Ärger um Abrechnungen Verbraucherzentrale mahnt EWE ab und reicht Klage ein
Monatelang müssen EWE-Kunden teilweise auf ihre Jahresabrechnungen warten. Nun wurde es der Verbraucherzentrale Niedersachsen zu bunt. Sie geht gegen den Oldenburger Konzern vor.
Aurich/Oldenburg - Die Verbraucherzentrale Niedersachsen hat den Oldenburger Energieversorger EWE abgemahnt. Der Grund dafür sind die Jahresabrechnungen, auf die die EWE-Kunden teilweise seit Monaten warten müssen. Damit verzögert sich ebenfalls seit Monaten die Auszahlung eventuell vorhandener Guthaben.
Nach zahlreichen Beschwerden hat die Verbraucherzentrale Niedersachsen den Versorger nun abgemahnt und aufgefordert, sich an gesetzliche Fristen zu halten. Das teilt Karin Itzen von der Verbraucherzentrale Aurich mit. Inzwischen stehe fest: Das Unternehmen werde keine Unterlassungserklärung unterschreiben. Um Kunden zukünftig zu schützen, werde die Verbraucherzentrale Niedersachsen gerichtliche Schritte einleiten.

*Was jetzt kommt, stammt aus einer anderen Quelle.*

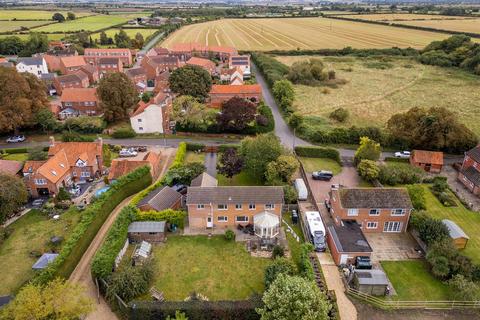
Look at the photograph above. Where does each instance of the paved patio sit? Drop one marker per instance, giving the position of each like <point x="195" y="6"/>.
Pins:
<point x="392" y="246"/>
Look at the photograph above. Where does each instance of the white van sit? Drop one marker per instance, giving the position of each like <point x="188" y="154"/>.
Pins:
<point x="301" y="189"/>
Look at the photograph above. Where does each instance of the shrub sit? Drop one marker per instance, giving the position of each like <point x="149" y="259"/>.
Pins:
<point x="229" y="235"/>
<point x="123" y="133"/>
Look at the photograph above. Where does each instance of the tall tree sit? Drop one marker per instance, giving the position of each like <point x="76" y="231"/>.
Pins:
<point x="21" y="97"/>
<point x="236" y="114"/>
<point x="191" y="81"/>
<point x="13" y="194"/>
<point x="117" y="95"/>
<point x="230" y="163"/>
<point x="290" y="298"/>
<point x="258" y="151"/>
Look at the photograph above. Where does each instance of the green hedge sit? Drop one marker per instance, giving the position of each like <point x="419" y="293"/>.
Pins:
<point x="104" y="260"/>
<point x="318" y="152"/>
<point x="92" y="220"/>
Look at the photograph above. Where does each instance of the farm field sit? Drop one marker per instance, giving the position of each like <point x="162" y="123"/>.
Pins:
<point x="35" y="14"/>
<point x="92" y="23"/>
<point x="377" y="88"/>
<point x="7" y="26"/>
<point x="304" y="33"/>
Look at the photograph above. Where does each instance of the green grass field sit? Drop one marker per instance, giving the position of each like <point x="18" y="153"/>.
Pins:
<point x="316" y="164"/>
<point x="377" y="88"/>
<point x="91" y="23"/>
<point x="468" y="220"/>
<point x="31" y="232"/>
<point x="216" y="268"/>
<point x="413" y="282"/>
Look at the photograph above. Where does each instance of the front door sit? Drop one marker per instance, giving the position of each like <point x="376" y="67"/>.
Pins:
<point x="209" y="222"/>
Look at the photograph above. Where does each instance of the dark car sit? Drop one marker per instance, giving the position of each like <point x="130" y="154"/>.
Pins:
<point x="363" y="262"/>
<point x="322" y="175"/>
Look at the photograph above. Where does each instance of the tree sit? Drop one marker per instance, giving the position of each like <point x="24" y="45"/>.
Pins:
<point x="71" y="16"/>
<point x="26" y="93"/>
<point x="279" y="266"/>
<point x="294" y="298"/>
<point x="117" y="95"/>
<point x="122" y="40"/>
<point x="368" y="170"/>
<point x="236" y="114"/>
<point x="258" y="151"/>
<point x="13" y="194"/>
<point x="46" y="119"/>
<point x="368" y="149"/>
<point x="59" y="299"/>
<point x="281" y="170"/>
<point x="57" y="16"/>
<point x="230" y="163"/>
<point x="191" y="81"/>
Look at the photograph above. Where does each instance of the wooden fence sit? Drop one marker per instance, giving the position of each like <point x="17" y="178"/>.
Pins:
<point x="398" y="304"/>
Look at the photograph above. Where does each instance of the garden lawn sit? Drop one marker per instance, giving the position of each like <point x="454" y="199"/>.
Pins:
<point x="215" y="267"/>
<point x="317" y="164"/>
<point x="31" y="232"/>
<point x="468" y="220"/>
<point x="413" y="281"/>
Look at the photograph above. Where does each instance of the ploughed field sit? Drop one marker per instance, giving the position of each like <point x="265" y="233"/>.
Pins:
<point x="376" y="88"/>
<point x="300" y="33"/>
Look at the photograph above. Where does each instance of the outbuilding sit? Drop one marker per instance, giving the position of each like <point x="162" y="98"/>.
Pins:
<point x="459" y="237"/>
<point x="151" y="231"/>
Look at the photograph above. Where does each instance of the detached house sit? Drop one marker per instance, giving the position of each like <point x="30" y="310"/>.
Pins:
<point x="469" y="174"/>
<point x="67" y="163"/>
<point x="373" y="209"/>
<point x="35" y="65"/>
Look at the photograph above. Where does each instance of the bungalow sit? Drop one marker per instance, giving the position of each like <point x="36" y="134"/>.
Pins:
<point x="222" y="93"/>
<point x="79" y="101"/>
<point x="374" y="209"/>
<point x="429" y="161"/>
<point x="34" y="65"/>
<point x="469" y="174"/>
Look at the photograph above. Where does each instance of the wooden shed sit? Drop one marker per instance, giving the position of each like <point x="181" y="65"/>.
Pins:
<point x="459" y="237"/>
<point x="151" y="231"/>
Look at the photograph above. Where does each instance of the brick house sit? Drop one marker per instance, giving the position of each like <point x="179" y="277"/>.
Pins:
<point x="67" y="163"/>
<point x="79" y="102"/>
<point x="79" y="79"/>
<point x="214" y="207"/>
<point x="92" y="55"/>
<point x="469" y="174"/>
<point x="429" y="161"/>
<point x="222" y="93"/>
<point x="374" y="209"/>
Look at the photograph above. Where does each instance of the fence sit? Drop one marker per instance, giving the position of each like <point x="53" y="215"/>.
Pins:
<point x="394" y="304"/>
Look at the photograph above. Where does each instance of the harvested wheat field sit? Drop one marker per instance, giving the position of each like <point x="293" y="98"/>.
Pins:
<point x="377" y="88"/>
<point x="303" y="33"/>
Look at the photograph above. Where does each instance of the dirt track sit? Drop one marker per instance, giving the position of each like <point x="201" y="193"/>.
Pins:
<point x="82" y="273"/>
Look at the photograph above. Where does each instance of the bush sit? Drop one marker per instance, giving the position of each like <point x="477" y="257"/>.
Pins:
<point x="229" y="235"/>
<point x="123" y="133"/>
<point x="318" y="152"/>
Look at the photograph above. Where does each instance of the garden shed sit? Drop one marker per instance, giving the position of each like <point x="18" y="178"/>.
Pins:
<point x="372" y="282"/>
<point x="151" y="231"/>
<point x="459" y="237"/>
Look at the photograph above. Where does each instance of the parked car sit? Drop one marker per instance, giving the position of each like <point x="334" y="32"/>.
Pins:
<point x="402" y="154"/>
<point x="16" y="139"/>
<point x="363" y="262"/>
<point x="322" y="175"/>
<point x="127" y="153"/>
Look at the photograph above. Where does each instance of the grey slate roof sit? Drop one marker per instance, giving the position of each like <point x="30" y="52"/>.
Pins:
<point x="377" y="198"/>
<point x="161" y="198"/>
<point x="226" y="195"/>
<point x="472" y="175"/>
<point x="349" y="237"/>
<point x="147" y="226"/>
<point x="454" y="230"/>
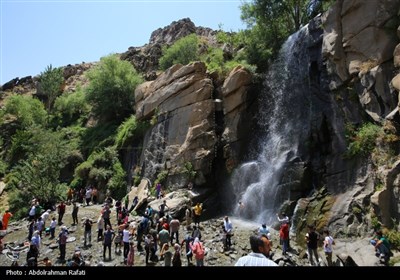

EWE hatte Zinszahlungen an Kunden ausgeschlossen
Abschluss- oder Jahresrechnungen für Energieverträge außerhalb der Grundversorgung müssen spätestens sechs Wochen nach Beendigung des abzurechnenden Zeitraums übermittelt werden, erläutert Itzen. Diese Frist habe die EWE deutlich überschritten. In den vorliegenden Fällen hätten Betroffene bis zu neun Monate auf ihre Rechnung warten müssen. „Für Verbraucher ist das mehr als ärgerlich, da eine fehlende Abrechnung erhebliche Auswirkungen hat“, wird Julia Schröder, Energierechtsexpertin der Verbraucherzentrale Niedersachsen, in der Mitteilung zitiert. Viele Betroffene würden auf die Auszahlung eines Guthabens warten. „In den uns vorliegenden Fällen geht es um die Erstattung von bis zu 520 Euro. Durch die erheblich verspätete Auszahlung verschafft sich das Unternehmen einen kostenlosen Kredit zu Lasten der Kundinnen und Kunden sowie einen Wettbewerbsvorteil gegenüber anderen Unternehmen“, kritisiert Schröder.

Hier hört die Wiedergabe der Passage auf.